Years later, after I was married and with a family of my own, the stories of sexual abuse started to come out. Mostly brought forward by my older sister, there were increasing tales of sexual abuse, incest, secret abortions, and a relationship of twisted power very different from what others around us saw on the surface. Adding to the uncertainty of these evolving stories, there were hints of a counselor and her possibly inappropriate use of counseling techniques for uncovering “suppressed memories”, with the possibility of memories of the past being distorted by biased suggestions.
To say that this threw our family into a tailspin would be too polite. While we have always been close as a family, this severely strained those relationships and our ability to communicate, especially as our aging parents required greater and greater intervention in their care.

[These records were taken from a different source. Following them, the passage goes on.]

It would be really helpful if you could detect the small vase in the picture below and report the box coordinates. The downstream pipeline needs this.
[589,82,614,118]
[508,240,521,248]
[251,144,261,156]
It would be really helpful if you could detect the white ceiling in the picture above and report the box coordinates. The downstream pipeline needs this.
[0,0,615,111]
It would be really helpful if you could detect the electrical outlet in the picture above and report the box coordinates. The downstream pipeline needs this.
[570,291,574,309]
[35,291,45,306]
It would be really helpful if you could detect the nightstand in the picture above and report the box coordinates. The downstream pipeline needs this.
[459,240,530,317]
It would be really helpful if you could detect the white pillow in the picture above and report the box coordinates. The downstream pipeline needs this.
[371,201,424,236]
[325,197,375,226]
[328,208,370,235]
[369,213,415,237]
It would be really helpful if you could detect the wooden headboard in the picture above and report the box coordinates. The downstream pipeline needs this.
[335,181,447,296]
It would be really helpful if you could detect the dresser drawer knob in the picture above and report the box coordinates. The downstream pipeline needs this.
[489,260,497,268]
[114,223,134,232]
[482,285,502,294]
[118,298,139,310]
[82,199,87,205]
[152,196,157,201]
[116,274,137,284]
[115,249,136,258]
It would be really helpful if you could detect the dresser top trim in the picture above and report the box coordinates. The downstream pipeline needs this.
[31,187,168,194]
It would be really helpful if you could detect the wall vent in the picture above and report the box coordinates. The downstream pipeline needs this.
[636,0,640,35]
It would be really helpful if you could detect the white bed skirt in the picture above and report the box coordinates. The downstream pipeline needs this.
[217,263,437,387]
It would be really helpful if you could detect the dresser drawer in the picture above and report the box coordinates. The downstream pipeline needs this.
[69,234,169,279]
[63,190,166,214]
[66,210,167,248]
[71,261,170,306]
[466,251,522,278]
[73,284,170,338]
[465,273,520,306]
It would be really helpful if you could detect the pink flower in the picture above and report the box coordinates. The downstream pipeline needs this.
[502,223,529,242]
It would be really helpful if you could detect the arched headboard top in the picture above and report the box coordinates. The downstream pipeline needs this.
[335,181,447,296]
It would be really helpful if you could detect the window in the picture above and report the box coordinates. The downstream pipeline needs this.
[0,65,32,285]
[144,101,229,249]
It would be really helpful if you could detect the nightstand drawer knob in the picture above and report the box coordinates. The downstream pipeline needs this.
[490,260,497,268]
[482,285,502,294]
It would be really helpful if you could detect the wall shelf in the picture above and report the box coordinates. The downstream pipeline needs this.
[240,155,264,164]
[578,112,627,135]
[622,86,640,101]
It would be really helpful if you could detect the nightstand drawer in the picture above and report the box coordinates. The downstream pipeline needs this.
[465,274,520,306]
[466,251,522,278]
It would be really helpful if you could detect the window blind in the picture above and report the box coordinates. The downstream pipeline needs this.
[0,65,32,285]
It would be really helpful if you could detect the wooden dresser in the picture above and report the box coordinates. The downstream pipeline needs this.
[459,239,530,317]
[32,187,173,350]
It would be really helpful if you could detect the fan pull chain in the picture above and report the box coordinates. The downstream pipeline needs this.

Several years later, after a long, slow physical decline, my father passed. I traveled to the state where my parents had moved into an assisted living facility, and worked with my younger brother and two sisters to make funeral arrangements. We had a small, simple memorial service, with several of the family members and grandchildren/great-grandchildren in attendance. No one felt it necessary to bring up the stories and accusations, but my sisters and I were able to find some reconciliation and healing privately among ourselves. The past was not forgotten, but neither was it dragged through the mud in front of everyone else.
I was unable to attend the memorial service for my father, which took place several months later, at the church where we grew up. It was well attended by my parents’ home church members, as a time to remember the many years my parents attended there, and the contributions my father had made in the church and community. My older brother spoke of my father’s love for photography, and how he had learned to honor and respect women from my father’s example.
And then, he calmly stated that, the “elephant in the room” was the fact that my father had sexually molested my sisters for years, and that this too was a part of his legacy. I don’t know to what detail he described the accusations, but I do know that family and friends were stunned and confused. Some came back to me afterwards, to ask if I had known anything about this. With my sisters, it was enough to deal with the pain between ourselves, in the safety of our family. Now, everyone had been told that my father was a monster.
For me, as the smoke cleared, everything was pain and confusion. I felt like I was betrayed, not only by my father, but my sisters (with the uncertainty of “repressed memories”), and now my brother. I had grown up on a foundation of trust, and now that foundation was deeply wounded.
The only way I knew how to respond was through this piece:
Pain
like a knife.
I’m afraid to move
lest I force it deeper.
Over time, our family has gone on to slowly heal and reconcile, but it is still a process.